The System of Animals: Imperial Hunting, Trophies, Photography and the Logic of Collecting
Summary
This thesis seeks to provide a fresh perspective on imperial hunting in Africa, c. 1870-1914, and its entangled discourses using a material culture approach. Specifically, it analyses imperial hunting using the systemic logic of collecting as theorised by Jean Baudrillard (1994) and takes hunting travelogues published in this period as its source material. The bulk of these travelogues and the subsequent historiography on imperial hunting see its practices and symbolism in terms of projecting imperial power and maintaining racial divides.

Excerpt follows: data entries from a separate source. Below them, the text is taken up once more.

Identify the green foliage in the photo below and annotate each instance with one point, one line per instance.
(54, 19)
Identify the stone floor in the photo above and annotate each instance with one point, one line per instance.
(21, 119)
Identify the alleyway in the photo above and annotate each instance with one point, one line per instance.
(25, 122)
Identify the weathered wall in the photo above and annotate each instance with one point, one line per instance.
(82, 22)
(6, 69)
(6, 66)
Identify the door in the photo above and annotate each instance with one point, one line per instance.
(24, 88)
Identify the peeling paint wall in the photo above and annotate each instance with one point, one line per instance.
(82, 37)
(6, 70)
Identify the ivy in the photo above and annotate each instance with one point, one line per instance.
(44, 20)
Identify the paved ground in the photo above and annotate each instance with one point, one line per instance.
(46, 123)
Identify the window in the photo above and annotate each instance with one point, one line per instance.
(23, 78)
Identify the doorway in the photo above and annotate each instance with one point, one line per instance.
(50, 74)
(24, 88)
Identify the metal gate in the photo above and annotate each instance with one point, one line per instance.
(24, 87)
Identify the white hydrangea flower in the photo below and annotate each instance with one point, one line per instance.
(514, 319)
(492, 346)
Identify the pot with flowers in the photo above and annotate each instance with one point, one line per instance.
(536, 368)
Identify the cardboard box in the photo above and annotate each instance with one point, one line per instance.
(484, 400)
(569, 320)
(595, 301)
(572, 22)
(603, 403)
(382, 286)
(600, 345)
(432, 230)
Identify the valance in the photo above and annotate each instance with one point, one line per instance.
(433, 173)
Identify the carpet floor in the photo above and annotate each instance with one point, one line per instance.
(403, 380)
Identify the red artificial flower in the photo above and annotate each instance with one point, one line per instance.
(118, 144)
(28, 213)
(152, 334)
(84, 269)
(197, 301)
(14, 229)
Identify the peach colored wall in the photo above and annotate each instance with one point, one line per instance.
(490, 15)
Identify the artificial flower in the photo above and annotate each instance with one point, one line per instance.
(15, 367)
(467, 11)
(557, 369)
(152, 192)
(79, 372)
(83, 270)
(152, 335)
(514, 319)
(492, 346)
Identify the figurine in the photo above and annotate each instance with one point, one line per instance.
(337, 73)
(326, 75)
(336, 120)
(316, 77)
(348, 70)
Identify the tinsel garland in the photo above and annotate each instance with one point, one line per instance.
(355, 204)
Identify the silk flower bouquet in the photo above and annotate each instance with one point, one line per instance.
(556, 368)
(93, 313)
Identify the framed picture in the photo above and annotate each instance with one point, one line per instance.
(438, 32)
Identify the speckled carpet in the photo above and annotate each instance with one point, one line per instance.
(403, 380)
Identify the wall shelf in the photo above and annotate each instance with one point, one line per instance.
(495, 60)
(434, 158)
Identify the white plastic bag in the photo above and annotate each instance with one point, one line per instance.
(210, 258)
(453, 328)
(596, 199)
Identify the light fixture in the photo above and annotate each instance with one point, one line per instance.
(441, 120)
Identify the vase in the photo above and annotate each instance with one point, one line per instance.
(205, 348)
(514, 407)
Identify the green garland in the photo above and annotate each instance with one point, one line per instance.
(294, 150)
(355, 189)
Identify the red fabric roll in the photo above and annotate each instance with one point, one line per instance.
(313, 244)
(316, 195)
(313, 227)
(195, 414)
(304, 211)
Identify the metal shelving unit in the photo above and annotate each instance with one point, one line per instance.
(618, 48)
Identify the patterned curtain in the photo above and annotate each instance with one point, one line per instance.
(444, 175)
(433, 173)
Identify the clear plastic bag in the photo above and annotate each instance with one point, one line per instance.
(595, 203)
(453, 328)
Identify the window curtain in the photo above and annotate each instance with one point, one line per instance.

By contrast, this thesis argues that viewing hunting trophies (both those produced from animal bodies and photographs of live animals) as objects to be possessed and collected reveals the underlying anxieties and fears about the effects of civilisation that shaped colonial discourses. This is manifested most clearly in the production of trophies as ‘perfect’ specimens and the impossibility of possessing Africa’s wildlife. Furthermore, viewing ‘camera hunting’ through this theory of collecting reveals a new perspective on the shift from imperial sport hunting to wildlife photography, conservationism and the formation of game reserves around the turn of the century: namely, it reveals the underlying systemic logic that created the need for a pristine wilderness. In sum, this thesis argues that analysing hunting trophies and African wildlife as objects provides a new perspective on the scientific and aesthetic discourses and practices through which the imaginative geography of Africa was constructed in British imperial culture.